Ava was born at 1:14pm on January 24th. I immediately awoke after they woke me up. I was back in the game fast asking how my baby was. They remarked how fast and well I came out of anesthesia. They told me that a neonatalogist would be down to speak to us. Anthony was outside waiting for me. He made it from Batavia to Buffalo before 2pm. I remembered them telling me they fixed my hernia, which the doctor that did the surgery told me he never did. He thought that maybe another resident fixed it.

They rolled me into the recovery room, and I remember not feeling cold like I felt after the other prior c-sections. I also remember the surgery room was not as cold as the other room was. The nurse kept checking if my uterus was going down, and she kept jabbing at my stomach very hard. My throat was also very dry and raspy. They had put a tube to breath down my throat. That is why anesthesiologist was telling the girls to hold my neck as certain way. They were only allowing me to eat ice chips. Anthony came in and we waited to hear from the neonatalogist.

The neonatalogist came down and told us that when she was born that she barely moved. They took her upstairs and she was not taking the machine. He said that she had a 99.9% chance that she would live. I told him that it was still a 1% chance. He said "No, it's a one hundredth of a percent chance." I said, "That's still a .01% chance." I was arguing with him that she still had a chance. He said that we should prepare to hold her before she dies and to get whomever would want to hold her to get there asap. He told us that the "Lord was calling her back to him."

I called my parents to come to the hospital so they could hold her. They got a babysitter for the girls and came in to see us. Anthony's mom and husband were waiting outside. I also called a few friends, and I found out later, that within minutes they had a prayer chain going and were praying for Ava. We waited a bit, and the neonatalogist came back and said that she had taken the oscillator and was on that. He said we could come up and see her. He didn't know if she would make the night, so Anthony decided that he would stay the night.

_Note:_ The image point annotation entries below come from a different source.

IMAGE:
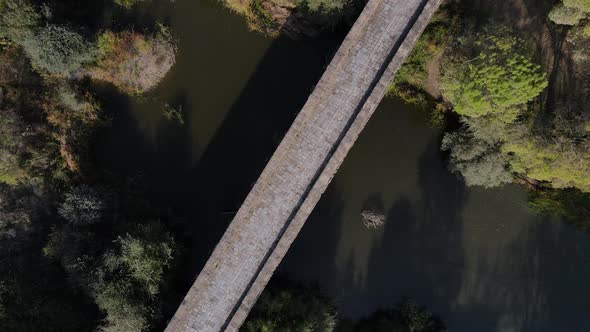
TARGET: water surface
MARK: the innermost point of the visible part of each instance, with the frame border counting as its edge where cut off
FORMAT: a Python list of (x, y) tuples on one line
[(478, 258)]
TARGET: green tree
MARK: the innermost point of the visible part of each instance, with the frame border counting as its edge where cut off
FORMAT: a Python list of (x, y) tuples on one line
[(480, 162), (58, 50), (83, 205), (496, 76)]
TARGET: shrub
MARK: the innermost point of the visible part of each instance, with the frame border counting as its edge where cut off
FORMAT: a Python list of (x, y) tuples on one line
[(131, 276), (12, 144), (58, 50), (133, 62), (291, 309), (83, 205), (499, 79), (480, 162)]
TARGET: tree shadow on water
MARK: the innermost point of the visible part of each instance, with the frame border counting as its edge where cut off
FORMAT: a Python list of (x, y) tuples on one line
[(247, 138)]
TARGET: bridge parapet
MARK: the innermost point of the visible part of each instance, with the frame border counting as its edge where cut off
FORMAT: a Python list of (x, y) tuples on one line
[(301, 168)]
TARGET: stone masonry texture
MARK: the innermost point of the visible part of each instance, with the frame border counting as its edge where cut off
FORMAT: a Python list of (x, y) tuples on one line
[(301, 168)]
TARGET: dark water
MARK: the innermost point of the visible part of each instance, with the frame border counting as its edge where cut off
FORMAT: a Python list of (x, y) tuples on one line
[(479, 258)]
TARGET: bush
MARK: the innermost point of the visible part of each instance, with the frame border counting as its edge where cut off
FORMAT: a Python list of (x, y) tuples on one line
[(83, 205), (291, 309), (133, 62), (498, 80), (58, 50), (12, 144), (480, 162), (131, 276)]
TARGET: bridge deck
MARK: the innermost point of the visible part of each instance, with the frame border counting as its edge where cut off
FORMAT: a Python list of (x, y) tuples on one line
[(302, 166)]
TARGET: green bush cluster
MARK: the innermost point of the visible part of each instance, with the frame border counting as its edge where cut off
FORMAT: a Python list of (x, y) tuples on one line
[(499, 78), (124, 276)]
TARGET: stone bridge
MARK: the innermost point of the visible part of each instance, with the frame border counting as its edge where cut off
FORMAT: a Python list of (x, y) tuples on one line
[(302, 166)]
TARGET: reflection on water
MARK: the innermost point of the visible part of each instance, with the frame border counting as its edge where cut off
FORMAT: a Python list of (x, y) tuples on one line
[(479, 258)]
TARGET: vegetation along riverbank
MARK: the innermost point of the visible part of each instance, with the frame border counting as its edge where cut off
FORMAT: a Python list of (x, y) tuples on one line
[(82, 249)]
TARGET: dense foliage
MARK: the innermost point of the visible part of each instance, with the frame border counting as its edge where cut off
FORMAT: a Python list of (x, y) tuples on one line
[(134, 62), (77, 252), (291, 309)]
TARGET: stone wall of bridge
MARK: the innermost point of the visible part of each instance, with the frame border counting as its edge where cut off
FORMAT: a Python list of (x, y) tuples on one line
[(302, 166)]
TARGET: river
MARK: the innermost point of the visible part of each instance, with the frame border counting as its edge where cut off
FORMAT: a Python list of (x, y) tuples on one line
[(480, 259)]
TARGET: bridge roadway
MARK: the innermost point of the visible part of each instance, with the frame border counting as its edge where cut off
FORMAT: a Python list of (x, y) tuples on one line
[(302, 166)]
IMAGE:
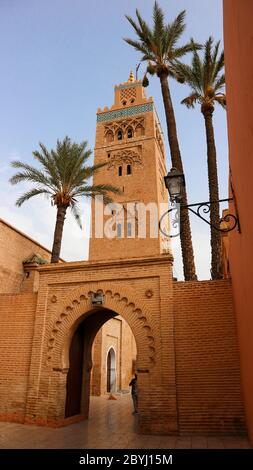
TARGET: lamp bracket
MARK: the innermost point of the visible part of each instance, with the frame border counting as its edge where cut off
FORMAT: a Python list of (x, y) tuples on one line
[(202, 208)]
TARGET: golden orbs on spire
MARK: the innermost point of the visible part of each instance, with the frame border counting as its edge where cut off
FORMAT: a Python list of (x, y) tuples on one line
[(131, 77)]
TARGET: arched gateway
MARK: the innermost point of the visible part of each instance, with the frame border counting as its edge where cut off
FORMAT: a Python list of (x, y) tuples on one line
[(56, 394)]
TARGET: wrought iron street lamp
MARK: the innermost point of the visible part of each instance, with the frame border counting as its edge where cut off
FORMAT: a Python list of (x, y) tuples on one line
[(175, 183)]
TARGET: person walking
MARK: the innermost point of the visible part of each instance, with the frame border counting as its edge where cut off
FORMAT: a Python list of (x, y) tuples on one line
[(134, 393)]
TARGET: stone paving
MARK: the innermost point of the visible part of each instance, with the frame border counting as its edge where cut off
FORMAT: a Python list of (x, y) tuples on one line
[(111, 426)]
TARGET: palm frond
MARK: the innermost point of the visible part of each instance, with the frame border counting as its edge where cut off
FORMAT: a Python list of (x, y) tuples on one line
[(220, 83), (140, 47), (207, 63), (30, 174), (221, 99), (76, 213), (29, 194), (190, 100)]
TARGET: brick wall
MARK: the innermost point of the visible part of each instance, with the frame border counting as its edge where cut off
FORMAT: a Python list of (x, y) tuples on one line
[(15, 248), (17, 325), (207, 361)]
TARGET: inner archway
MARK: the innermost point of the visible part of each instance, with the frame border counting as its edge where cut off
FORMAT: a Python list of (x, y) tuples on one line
[(89, 347), (111, 371)]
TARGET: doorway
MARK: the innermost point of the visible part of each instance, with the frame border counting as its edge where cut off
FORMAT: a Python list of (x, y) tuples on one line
[(111, 371)]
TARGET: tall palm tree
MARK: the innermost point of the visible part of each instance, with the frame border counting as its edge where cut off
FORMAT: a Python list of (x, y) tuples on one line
[(160, 50), (64, 176), (206, 79)]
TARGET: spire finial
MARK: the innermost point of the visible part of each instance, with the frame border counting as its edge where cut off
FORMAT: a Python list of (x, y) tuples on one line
[(131, 77)]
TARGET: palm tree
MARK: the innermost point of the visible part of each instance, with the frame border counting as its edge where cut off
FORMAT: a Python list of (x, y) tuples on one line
[(159, 49), (206, 79), (64, 176)]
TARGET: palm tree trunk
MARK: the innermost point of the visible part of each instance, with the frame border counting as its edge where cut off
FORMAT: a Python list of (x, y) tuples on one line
[(216, 264), (61, 213), (185, 235)]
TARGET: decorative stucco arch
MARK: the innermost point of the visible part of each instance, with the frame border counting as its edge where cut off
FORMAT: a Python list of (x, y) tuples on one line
[(75, 308), (63, 317)]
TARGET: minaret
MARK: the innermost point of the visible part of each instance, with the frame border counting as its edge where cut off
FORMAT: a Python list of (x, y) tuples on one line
[(129, 139)]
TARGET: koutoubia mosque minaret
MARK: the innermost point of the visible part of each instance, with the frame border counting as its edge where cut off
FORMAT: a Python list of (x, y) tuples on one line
[(129, 139)]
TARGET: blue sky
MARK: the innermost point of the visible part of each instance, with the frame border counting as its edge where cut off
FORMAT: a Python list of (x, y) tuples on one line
[(60, 60)]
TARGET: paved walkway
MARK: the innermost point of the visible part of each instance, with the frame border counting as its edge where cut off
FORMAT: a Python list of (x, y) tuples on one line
[(111, 425)]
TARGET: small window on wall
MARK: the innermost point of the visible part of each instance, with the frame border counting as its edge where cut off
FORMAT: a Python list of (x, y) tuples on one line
[(119, 231), (129, 229), (129, 170)]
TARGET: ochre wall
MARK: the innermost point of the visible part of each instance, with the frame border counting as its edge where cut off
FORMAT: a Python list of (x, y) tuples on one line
[(207, 359), (15, 247), (200, 343), (16, 333), (238, 35)]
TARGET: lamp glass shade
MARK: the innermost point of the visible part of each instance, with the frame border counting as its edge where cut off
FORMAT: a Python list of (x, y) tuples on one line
[(174, 182)]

They rolled me upstairs on the huge bed and I got to look at her tiny fragile body in the incubator. We were so happy she was alive and I still felt like she would make it. Especially because she was and is a fighter. My parents left in a bit and prayed over Ava. We also waited for the woman to come and baptize Ava. She came and poured some water over her, and we all prayed. Anthony's mom came up and she looked at the baby, ever so sadly.

I wanted to go to my room which they moved me to a spacious suite, which we later learned was a bereavement suite. Thankfully there was no bereaving. Anthony came down and we slept, although we were waiting for a call, not knowing if it would come.